O dólar começou 2015 abaixo dos R$ 3 e, ao longo do ano, foram seis vezes acima dos R$ 4. Era o auge da crise do governo de Dilma Rousseff, e o mercado temia que a presidente deixasse de lado o compromisso com o ajuste fiscal diante da pressão de um eventual processo de impeachment.

2018, máxima de R$ 4,21

Novamente em período de eleições, os investidores começaram a comprar dólares em resposta às pesquisas que mostravam as intenções de voto mais baixas para candidatos considerados mais pró-mercado.

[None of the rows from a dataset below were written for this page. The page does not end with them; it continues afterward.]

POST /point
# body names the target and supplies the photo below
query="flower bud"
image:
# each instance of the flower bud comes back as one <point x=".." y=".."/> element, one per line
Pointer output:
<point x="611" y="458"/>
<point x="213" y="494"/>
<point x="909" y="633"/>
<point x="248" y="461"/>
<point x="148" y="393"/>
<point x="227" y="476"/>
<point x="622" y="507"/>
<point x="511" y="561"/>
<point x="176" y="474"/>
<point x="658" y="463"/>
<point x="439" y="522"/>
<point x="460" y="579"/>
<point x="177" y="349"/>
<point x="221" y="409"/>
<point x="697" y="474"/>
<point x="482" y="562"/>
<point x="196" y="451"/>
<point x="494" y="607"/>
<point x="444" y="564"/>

Menos comprometidos com reformas econômicas, na avaliação do mercado à época, Jair Bolsonaro, candidato do PSL, já se mostrava como favorito, enquanto Fernando Haddad, do PT se colocava no segundo turno.

2020, máxima de R$ 5,99

O valor do dólar quase atingiu a marca dos R$ 6 no começo de maio, em meio aos dias de tensão política em Brasília causados pelo vídeo da reunião que o presidente Jair Bolsonaro e seus ministros fizeram no dia 22 de abril. A gravação foi entregue às autoridades após as denúncias do ex-ministro da justiça Sérgio Moro de que o presidente estava tentando interferir politicamente na Polícia Federal.